Au Guatemala, des groupes tels Elím, El Verbo ou El Shaddaí, au sein desquels se sont créées des formations politiques, influencent beaucoup la vie du pays. Le retour de Rios Montt aux élections législatives d'août 1994 le confirme. Son Front républicain, devenu le premier groupe du nouveau Parlement, annonce le retour dans les hautes sphères du pouvoir de cet homme imprégné de la doctrine évangélique.
Le succès des sectes pentecôtistes et l'entrée de leur dirigeants sur la scène publique pose beaucoup de questions. On ne peut notamment s'empêcher de le rapprocher de la question ethnique, dans un pays où plus de 55 % de la population est indienne et regroupe plusieurs ethnies différentes.
Comme ces sociétés pentecôtistes font passer toute forme d'appartenance basée sur une identification autre que religieuse au second plan, qu'elles assimilent la conversion à une seconde naissance impliquant une redéfinition de l'identité des convertis, elles apparaissent comme une option particulière à l'intérieur du champ religieux. Option située aux antipodes de celle des groupes traditionnels guatémaltèques dont l'identité s'insère dans une territorialité (réelle ou mythique) et une histoire.

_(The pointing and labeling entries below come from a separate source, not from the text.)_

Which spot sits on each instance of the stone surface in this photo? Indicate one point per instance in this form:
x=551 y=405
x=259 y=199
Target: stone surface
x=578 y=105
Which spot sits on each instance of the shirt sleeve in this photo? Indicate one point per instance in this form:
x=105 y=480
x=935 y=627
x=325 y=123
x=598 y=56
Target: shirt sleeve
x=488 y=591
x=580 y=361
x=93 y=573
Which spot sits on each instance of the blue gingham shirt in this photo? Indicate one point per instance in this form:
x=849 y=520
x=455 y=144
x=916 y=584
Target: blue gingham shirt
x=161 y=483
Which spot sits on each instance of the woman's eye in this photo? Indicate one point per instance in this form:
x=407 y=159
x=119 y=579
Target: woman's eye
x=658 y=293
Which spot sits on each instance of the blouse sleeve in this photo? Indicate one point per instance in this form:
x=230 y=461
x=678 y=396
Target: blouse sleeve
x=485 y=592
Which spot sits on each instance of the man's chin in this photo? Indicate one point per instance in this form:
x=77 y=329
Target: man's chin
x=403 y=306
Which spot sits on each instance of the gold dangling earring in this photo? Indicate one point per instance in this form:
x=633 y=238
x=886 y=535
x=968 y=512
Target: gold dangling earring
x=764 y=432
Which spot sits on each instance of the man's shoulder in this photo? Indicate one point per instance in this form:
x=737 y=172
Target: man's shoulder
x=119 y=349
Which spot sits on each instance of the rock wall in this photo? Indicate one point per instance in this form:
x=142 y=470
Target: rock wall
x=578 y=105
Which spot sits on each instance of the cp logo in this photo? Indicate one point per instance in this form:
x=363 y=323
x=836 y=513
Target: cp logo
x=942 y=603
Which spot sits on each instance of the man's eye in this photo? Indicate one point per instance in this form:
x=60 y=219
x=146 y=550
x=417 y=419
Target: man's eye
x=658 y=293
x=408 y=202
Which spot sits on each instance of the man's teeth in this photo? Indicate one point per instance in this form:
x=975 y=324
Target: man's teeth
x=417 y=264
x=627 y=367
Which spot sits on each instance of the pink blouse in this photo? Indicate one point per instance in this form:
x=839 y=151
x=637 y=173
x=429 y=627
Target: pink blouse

Le moteur des identités recomposées des convertis ne réside plus dans la communauté matérielle et culturelle partageant un territoire et un passé, mais dans une unité d'appartenance religieuse trans-ethnique. Les pentecôtistes, pour qui l'histoire des individus et des groupes sociaux a peu d'importance, pour qui il existe un « peuple évangélique » qu'ils s'efforcent de rassembler sans tenir compte des frontières, remettent fondamentalement en question les identités particulières. L'établissement des pentecôtistes dans la société guatémaltèque n'implique donc pas simplement un changement d'ordre religieux ; il en remet en question des éléments fondateurs. Le retour de Rios Montt dans la sphère du pouvoir préfigure le poids que pourrait avoir l'idéologie pentecôtiste dans le développement futur de la société guatémaltèque.
1) David Stoll « Is Latin America turning Protestant ? », Berkeley-Los Angeles-Oxford, California UP, 1990.
2 ) C. Lalive d'Epinay, « Religion, dynamique sociale et dépendance. Les mouvements protestants en Argentine et au Chili », Paris, Mouton, 1975.